Moreover, if I’m understanding their argument right then W’W is proportional to an average of the exterior derivative of the manifold representing prediction surface of any given NN layer (averaging with respect to the measure defined by the data generating process). While this averaging by definition leaves some of the local information on the cutting room floor, the result is going to be far more interpretable (because we've discarded all that distracting local data) and I would assume will still retain the large-scale structure of the underlying manifold (outside of some gross edge-cases).
If one thinks of a metric as a “distance measure”, which is to say, how similar is some input x to the “feature” encoded by a layer f(x), and if this feature corresponds to some submanifold of the data, then naturally this manifold will have curvature and the distance measure will do better to account for this curvature. Then generally the metric (in this case, defining a connection on the data manifold) should encode this curvature and therefore is a local quantity. If one chooses a fixed metric, then implicitly the data manifold is being treated as a flat space - like a vector space - which generally it is not. My favorite example for this is the earth, a 2-sphere that is embedded in a higher dimensional space. The correct similarity measure between points is the length of a geodesic connecting those points. If instead one were to just take a flat map (choice of coordinates) and compare their Euclidean distance, it would only be a decent approximation of similarity if the points are already very close. This is like the flat earth fallacy.
But this argument seems analogous to someone saying that average height is less “correct” than the full original data set because every individual’s height is different. In one sense it’s not wrong, but it kind of misses the point of averaging. The full local metric tensor defined on the manifold is going to have the same “complexity” as the manifold itself; it’s a bad way of summarizing a model because it’s not any simpler than the model. Their approach is to average that metric tensor over the region of the manifold swept out by the training data, and they show that this average empirically reflects something meaningful about the underlying response manifold in problems that we’re interested in. Whether or not this average quantity can entirely reproduce that original manifold is kind of irrelevant (and indeed undesirable), the point is that it (a) represents something meaningful about the model and (b) it’s low dimensional enough for a human to reason about. Although globally it will not be accurate to distances along the surface, presumably it is “good enough” to at least first order for much of the support of the training data.
Yes, that sounds right, but it doesn't make the work less worthwhile or less interesting.
The authors do interesting things with the NFM, including explaining why pruning should even be possible and why we see grokking during learning. They also train a kernel machine iteratively, at each step alternating between (1) fitting the model's kernel matrix to the data and (2) computing the average gradient outer product of the model and replacing the kernel matrix with it. The motivation is to induce the kernel machine to "learn to identify features." The approach seems to work well, outperforming all previous approaches on tabular data.

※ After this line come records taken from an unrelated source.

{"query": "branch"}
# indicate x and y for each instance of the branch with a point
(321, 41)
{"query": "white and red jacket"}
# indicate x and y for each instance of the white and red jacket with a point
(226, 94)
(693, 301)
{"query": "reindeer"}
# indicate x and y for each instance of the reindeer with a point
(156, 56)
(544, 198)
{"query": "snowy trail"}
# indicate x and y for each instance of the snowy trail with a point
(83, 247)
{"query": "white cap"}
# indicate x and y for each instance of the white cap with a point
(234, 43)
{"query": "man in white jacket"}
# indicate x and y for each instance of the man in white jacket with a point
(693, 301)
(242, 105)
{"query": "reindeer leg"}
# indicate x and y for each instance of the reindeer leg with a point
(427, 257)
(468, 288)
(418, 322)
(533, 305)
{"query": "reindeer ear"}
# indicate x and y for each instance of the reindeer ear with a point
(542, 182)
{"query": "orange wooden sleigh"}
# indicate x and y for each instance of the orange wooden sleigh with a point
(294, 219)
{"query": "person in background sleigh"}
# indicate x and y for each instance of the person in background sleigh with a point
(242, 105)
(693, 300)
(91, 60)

PS. I've updated my comment to add these additional points.
The authors do interesting things with the NFM, including explaining why pruning should even be possible and why we see grokking during learning. They also train a kernel machine iteratively, at each step alternating between (1) fitting the model's kernel matrix to the data and (2) computing the average gradient outer product of the model and replacing the kernel matrix with it. The motivation is to induce the kernel machine to "learn to identify features." The approach seems to work well. The authors' kernel machine outperforms all previous approaches on a common tabular data benchmark.